The text was clinical, cold. It outlined the parasite treatment's failure rate. A graph showed a steep, terminal decline. Estimated timeline until irreversible transformation or system failure: 4-6 months.
Damien was dying.
The final document was an audio log. I clicked play. Silas's voice, eager, filled the silent lab.
Log Entry: "The Martin girl is perfect. Her Null immunity is the key to stabilizing Subject B's transformation. But full gene therapy requires more than samples. It requires a compatible host for the refined parasite strain. A living incubator. Her biology can support it long enough to synthesize a cure. The risk to her is… considerable. But the Subject is the priority. We proceed with the extraction protocol upon her arrival."
The recording ended.
The blood drained from my face. A living incubator. The risk to her is considerable.

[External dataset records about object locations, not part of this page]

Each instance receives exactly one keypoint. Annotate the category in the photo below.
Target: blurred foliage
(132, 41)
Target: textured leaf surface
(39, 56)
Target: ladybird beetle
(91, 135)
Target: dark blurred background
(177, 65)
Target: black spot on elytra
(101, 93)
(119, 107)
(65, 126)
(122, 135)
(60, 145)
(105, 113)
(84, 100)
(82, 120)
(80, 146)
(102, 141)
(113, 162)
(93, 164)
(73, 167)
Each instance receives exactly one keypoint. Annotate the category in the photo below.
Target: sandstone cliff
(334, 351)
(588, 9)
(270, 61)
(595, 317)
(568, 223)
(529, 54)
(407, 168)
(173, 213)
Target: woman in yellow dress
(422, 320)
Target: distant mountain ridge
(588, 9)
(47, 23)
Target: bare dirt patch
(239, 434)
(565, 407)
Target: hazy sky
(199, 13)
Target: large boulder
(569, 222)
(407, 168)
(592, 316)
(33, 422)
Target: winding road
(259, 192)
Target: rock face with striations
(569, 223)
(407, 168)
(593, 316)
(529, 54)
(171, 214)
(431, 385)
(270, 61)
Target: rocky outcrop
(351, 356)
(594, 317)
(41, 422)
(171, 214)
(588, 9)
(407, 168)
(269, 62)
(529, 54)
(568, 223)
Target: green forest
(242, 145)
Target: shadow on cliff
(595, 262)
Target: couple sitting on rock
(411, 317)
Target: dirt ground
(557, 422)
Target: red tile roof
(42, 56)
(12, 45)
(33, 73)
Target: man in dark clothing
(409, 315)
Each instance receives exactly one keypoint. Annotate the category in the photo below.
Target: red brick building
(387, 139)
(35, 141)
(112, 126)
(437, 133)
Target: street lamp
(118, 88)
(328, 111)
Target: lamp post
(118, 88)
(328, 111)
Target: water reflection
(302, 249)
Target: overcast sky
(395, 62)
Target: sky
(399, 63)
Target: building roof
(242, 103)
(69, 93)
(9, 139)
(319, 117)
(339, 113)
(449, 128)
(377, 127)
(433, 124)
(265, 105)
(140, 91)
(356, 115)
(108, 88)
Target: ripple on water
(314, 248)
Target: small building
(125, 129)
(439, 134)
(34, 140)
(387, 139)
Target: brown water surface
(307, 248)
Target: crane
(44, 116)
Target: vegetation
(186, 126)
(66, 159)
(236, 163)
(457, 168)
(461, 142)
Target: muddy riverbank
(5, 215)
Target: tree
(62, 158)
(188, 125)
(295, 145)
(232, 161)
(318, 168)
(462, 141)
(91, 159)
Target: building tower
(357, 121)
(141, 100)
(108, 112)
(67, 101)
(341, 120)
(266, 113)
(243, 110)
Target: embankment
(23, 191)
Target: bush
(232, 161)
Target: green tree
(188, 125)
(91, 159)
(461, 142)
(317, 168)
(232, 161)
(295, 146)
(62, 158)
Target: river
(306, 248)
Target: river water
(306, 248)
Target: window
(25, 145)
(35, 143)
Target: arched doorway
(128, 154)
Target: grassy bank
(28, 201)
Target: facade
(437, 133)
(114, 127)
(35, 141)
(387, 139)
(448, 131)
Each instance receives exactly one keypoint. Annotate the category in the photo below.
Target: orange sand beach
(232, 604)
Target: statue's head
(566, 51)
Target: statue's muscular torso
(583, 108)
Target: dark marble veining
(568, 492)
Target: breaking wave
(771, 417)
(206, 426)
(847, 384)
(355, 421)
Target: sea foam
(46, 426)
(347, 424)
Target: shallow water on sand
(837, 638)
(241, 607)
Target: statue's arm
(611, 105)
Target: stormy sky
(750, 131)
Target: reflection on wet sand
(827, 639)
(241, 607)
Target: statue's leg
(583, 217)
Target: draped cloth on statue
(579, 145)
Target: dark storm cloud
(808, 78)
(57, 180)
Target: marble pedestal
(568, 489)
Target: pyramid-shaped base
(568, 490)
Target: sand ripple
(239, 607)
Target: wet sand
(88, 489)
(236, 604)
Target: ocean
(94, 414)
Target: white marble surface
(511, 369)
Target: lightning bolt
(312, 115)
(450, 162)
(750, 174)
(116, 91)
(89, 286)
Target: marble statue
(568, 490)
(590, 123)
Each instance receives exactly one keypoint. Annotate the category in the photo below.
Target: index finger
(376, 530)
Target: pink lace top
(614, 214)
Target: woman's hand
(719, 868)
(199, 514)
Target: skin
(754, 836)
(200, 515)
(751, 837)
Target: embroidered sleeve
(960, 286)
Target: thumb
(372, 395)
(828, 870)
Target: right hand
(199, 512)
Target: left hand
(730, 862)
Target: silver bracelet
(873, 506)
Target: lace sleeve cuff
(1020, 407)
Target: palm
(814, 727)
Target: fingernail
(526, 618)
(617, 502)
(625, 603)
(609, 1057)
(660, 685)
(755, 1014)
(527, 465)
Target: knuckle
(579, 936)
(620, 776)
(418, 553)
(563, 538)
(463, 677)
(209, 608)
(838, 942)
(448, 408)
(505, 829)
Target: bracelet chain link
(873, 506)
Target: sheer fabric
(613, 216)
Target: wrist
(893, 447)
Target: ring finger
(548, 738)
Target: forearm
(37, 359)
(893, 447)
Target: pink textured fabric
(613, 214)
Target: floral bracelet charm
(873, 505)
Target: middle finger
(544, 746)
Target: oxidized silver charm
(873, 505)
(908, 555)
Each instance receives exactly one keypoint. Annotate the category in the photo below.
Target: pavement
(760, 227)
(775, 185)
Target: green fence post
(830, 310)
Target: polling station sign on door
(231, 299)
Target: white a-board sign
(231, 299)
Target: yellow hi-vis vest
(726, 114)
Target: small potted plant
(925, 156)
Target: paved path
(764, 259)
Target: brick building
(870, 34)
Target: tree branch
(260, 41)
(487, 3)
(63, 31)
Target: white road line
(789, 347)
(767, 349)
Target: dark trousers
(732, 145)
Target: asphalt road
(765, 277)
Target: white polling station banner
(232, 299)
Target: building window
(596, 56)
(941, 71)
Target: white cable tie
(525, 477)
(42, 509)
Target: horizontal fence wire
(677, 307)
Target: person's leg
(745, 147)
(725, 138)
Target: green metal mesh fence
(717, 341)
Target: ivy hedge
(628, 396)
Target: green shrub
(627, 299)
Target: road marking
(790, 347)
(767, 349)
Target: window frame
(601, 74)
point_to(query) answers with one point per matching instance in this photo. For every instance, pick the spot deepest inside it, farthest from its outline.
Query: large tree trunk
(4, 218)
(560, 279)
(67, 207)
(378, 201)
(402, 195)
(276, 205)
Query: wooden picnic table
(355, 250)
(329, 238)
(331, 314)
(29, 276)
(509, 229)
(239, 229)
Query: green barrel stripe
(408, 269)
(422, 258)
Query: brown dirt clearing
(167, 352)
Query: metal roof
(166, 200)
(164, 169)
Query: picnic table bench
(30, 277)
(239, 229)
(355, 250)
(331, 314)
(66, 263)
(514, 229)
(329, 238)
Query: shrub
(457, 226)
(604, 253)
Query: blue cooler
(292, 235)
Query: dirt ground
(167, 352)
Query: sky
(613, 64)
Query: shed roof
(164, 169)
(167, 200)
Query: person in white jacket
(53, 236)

Silas hadn't wanted to study me. He'd wanted to use me. As a biological factory to cook Damien's cure, regardless of the cost to me. And Damien had just called him off.
I heard a floorboard creak behind me.
I whirled around.
Silas stood in the lab doorway, his glasses reflecting the terminal's blue light. He wasn't smiling.
"I told you," he said softly, "that you shouldn't touch the equipment."
He held a small, sleek device in his hand, pointed at me. A neural suppressor. A tool for containing dangerous subjects.
"Mr. Blackwood's sentimentality is a flaw," he sighed, taking a step forward. "One I can no longer afford. You see, he's not the only one running out of time."